The Russian Job: The Forgotten Story Of How America Saved The Soviet Union From Ruin, Smith - B
Drought struck the Russian breadbasket along the Volga in 1920 and 1921. On the heels of seven years of war, revolution, civil war, and Kulak withdrawal of land from production, the granaries of Russia were empty. People turned to cannibalism. Lenin allowed Maxim Gorky to publish an open letter to the West asking for help. US Commerce Secretary Herbert Hoover's American Relief Agency had fed millions in Europe after WWI. He offered the help of the ARA and by August, 1921 it was in country to dispose of food parcels where and how it saw fit. However, it was not all hearts and flowers, the American right was opposed. The Cheka believed every American was opposed to the state and shadowed, if not hounded, them around the country. The conditions were so bad in Russia that the ARA staffers in the field were constantly felled by typhus. Within months of starting, the ARA was feeding 570,000 children a day. Massive distributions of corn in 1922 further stemmed the famine. The summer of 1922 was the peak of American success and popularity in Russia.

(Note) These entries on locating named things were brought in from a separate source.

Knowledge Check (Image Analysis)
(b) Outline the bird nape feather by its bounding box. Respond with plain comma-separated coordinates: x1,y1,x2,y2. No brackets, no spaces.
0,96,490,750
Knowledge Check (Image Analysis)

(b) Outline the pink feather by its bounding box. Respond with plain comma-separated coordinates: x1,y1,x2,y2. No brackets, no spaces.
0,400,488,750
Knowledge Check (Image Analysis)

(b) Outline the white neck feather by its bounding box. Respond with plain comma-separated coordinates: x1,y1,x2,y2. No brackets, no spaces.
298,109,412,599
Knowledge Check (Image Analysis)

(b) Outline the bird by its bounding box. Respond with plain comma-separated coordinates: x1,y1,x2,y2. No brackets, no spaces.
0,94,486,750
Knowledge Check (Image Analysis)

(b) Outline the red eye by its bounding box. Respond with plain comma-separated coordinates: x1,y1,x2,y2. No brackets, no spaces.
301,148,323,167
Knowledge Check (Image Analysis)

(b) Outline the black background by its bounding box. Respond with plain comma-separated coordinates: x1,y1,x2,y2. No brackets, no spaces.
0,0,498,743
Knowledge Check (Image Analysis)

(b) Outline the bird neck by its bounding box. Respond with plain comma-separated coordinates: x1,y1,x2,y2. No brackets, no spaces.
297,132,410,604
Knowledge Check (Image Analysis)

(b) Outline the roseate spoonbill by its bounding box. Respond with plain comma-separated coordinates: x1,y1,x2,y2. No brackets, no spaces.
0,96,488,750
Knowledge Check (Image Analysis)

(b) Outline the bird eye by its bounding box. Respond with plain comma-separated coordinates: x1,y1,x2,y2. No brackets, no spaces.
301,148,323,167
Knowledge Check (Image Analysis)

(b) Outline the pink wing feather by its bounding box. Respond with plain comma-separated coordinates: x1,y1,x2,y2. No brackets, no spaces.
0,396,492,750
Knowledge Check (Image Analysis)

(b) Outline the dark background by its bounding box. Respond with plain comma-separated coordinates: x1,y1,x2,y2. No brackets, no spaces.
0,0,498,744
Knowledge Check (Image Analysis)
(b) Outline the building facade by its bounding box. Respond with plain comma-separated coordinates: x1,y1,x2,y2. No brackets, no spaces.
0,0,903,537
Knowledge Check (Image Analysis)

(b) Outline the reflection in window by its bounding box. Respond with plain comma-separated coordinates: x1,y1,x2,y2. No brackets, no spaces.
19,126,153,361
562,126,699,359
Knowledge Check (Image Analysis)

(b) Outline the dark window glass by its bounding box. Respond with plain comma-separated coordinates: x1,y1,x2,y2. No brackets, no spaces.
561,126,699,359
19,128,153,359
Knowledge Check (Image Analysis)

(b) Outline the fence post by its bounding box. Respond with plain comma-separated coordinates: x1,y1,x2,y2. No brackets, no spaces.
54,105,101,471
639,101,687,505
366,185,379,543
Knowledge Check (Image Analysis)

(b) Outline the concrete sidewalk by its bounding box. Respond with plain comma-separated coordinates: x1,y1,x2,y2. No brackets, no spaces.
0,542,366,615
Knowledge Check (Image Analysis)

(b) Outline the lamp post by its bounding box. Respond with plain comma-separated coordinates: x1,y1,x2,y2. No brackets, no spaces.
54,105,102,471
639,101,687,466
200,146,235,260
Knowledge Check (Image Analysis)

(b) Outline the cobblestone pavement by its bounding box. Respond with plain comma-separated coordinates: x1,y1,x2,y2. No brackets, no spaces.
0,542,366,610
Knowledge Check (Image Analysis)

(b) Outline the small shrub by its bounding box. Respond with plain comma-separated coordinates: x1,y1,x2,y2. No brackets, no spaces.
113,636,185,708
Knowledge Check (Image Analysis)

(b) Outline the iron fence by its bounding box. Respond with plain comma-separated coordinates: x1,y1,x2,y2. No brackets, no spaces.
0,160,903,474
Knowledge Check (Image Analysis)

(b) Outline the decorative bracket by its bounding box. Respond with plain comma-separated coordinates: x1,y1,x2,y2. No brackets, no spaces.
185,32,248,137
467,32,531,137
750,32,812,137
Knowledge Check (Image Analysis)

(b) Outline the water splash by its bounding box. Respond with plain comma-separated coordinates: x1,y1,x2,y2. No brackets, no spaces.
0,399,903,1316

Mission creep led to vast amounts of medicine and clothing arriving overseas. As the famine eased, Russian cooperation waned and the Americans began to plan a mid-23 exit. By that summer, the Americans were gone. It is estimated that the ARA saved ten million lives. The newly established USSR turned on those who had worked for the ARA and most wound up in jail or worse.
I was unaware of this story and am glad to have learned of it. I must point out an obvious conclusion I came to long ago. The greatest failure of Bolshevism was its inability to feed its own people. Nothing says failed state more than that.